The destructive effects of climate change—from floods to forest fires and droughts—are exacerbated by social inequality and the underfunding of vital infrastructure. Instead of helping vulnerable communities, society’s resources are handed to the super rich or squandered on vast militaries and weapons stockpiles that threaten an even graver global catastrophe—the nuclear annihilation of human civilization.
Popular slogans such as, “There is no planet B,” “This is OUR future” and “Respect Existence or Expect Resistance” —speak to a widespread understanding of the existential threat to humanity and a belief that society must change.
The global character of the student strikes and protests has fundamental significance. Young people are organising across national boundaries in recognition that climate change has global causes and global consequences. In doing so, they are meeting up with an international resurgence of the class struggle.
Millions of workers across the planet are joining strikes and protests to defend their wages, living standards and basic rights. Mass teacher walkouts have erupted in the US, UK, Zimbabwe and India. Ryanair pilots and cabin crew have struck across five European countries and Amazon workers across six, in a direct rebellion against the nationalist, pro-company trade unions. The yellow vest, the symbol of mass protests in France against President Emmanuel Macron’s pro-business austerity, has been adopted by protesters in Belgium, Sudan and many other countries.
It is to this international social force, the working class, that students must turn in their fight against climate change. The destruction of the planet by corporate polluters, including the fossil fuel industry, cannot be stopped through appeals to governments or their parliamentary “opponents.”
The UK Student Climate Network calls on the Conservative government to lead a fight to protect “life on Earth, taking active steps to achieve climate justice.” But all the major parties—from the Conservatives and Labour in the UK, to the Republicans and Democrats in the US—are committed to defending the capitalist system of production.
In this context, Labour’s plans for a “Green Transformation,” like the US Democrats’ “Green New Deal,” can only end as footnotes to the hundreds of other broken promises on the environment made by parties and governments beholden to the rich.
The top 100 companies that produce 71 percent of the planet’s carbon emissions have infinitely more say on government policy than the world’s working class and youth. Governments across the world have failed to meet even the minimal emissions targets set by the Paris Agreement in 2015. According to the IPCC, catastrophic climate change can now be averted only by transforming the world economy in a way that has “no documented historic precedent.”

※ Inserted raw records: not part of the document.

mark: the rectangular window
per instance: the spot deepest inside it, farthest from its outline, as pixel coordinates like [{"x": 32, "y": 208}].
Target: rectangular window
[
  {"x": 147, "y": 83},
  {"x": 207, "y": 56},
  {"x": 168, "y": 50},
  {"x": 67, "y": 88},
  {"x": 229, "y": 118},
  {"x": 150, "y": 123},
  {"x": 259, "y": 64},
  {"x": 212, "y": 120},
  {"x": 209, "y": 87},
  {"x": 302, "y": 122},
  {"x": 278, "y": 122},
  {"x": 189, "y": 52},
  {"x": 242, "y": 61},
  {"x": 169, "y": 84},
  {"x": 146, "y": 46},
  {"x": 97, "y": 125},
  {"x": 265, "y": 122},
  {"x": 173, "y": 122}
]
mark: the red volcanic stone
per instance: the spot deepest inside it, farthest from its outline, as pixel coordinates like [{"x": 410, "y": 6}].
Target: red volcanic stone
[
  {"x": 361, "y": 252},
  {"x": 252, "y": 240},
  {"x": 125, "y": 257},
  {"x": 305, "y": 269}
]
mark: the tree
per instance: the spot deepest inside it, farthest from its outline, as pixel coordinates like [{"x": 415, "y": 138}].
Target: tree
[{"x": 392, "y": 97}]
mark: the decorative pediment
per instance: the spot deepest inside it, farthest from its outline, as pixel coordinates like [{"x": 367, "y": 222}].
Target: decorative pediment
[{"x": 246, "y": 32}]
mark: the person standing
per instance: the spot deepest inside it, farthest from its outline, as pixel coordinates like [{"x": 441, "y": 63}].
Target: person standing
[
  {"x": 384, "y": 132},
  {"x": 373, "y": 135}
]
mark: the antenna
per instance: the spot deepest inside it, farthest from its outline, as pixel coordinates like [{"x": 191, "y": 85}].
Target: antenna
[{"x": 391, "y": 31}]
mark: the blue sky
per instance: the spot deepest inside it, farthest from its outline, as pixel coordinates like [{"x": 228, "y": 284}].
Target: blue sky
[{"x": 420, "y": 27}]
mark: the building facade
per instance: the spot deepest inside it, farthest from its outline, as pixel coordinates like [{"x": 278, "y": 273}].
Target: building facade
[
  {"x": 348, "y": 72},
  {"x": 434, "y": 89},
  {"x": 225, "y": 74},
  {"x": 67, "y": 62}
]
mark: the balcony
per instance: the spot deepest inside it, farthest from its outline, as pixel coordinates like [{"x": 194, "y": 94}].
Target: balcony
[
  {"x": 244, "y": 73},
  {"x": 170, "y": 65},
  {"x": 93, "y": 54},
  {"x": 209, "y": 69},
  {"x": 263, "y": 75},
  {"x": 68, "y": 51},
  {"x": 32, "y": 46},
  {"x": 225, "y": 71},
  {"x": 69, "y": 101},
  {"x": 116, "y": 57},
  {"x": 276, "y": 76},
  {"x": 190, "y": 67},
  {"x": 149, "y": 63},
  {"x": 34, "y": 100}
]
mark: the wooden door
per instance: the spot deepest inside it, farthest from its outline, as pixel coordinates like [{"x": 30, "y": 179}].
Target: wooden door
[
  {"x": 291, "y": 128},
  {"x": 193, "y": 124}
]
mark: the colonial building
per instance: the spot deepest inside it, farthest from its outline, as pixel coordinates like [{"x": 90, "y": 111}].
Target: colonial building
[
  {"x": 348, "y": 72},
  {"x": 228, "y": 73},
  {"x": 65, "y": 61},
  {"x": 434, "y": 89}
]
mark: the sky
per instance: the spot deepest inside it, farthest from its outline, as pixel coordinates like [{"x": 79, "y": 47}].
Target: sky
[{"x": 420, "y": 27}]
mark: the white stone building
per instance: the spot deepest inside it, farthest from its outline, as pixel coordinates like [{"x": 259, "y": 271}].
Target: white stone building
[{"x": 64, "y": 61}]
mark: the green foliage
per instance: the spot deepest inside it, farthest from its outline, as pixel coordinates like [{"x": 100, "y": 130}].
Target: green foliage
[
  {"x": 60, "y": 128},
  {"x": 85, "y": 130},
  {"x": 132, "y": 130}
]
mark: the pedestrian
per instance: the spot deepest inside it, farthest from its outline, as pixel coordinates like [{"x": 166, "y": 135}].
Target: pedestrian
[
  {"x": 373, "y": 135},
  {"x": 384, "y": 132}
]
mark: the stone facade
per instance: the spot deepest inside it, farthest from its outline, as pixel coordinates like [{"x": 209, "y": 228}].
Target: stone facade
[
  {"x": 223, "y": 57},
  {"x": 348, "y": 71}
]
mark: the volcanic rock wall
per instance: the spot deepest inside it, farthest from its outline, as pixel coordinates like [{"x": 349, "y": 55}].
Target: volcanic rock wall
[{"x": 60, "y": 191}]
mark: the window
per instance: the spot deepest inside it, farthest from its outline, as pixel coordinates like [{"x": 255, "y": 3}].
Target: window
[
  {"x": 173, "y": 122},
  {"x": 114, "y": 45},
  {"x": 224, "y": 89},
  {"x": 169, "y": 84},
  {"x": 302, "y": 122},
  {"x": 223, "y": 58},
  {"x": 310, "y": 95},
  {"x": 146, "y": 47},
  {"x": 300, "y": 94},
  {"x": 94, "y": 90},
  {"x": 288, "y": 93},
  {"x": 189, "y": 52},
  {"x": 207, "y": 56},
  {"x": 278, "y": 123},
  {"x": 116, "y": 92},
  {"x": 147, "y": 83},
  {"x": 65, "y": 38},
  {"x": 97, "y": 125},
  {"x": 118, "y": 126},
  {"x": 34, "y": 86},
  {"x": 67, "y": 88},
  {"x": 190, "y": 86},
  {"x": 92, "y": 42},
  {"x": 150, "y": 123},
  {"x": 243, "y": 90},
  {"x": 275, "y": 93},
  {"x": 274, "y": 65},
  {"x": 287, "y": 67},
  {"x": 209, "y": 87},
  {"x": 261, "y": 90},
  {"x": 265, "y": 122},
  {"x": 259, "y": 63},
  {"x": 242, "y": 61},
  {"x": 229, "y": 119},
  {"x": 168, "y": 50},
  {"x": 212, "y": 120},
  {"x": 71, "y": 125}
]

The urgent measures needed to combat climate change come into conflict with two basic contradictions of the world capitalist system: the contradiction between a global economy and its division into rival nation-states, and between socialized production and the subordination of economic life to the accumulation of private profit.
As long as a handful of billionaires dominate society, with every aspect of economic life geared to their personal enrichment, not a single social problem, including climate change, can be solved. What is a required is a political struggle for socialism, making possible the organisation of production on a global scale, democratically and scientifically planned to meet the essential needs of this and future generations.
The International Youth and Students for Social Equality (IYSSE) fights for this programme on an international scale. As the youth organization of the Socialist Equality Party (SEP), the British section of the International Committee of the Fourth International, we fight to unify workers and youth against capitalism, militarism, exploitation and oppression.
We urge young people attending today’s demonstrations to join the IYSSE and fight to build a socialist movement in the youth and working class, the only social force capable of overthrowing capitalism and building a socialist society worldwide.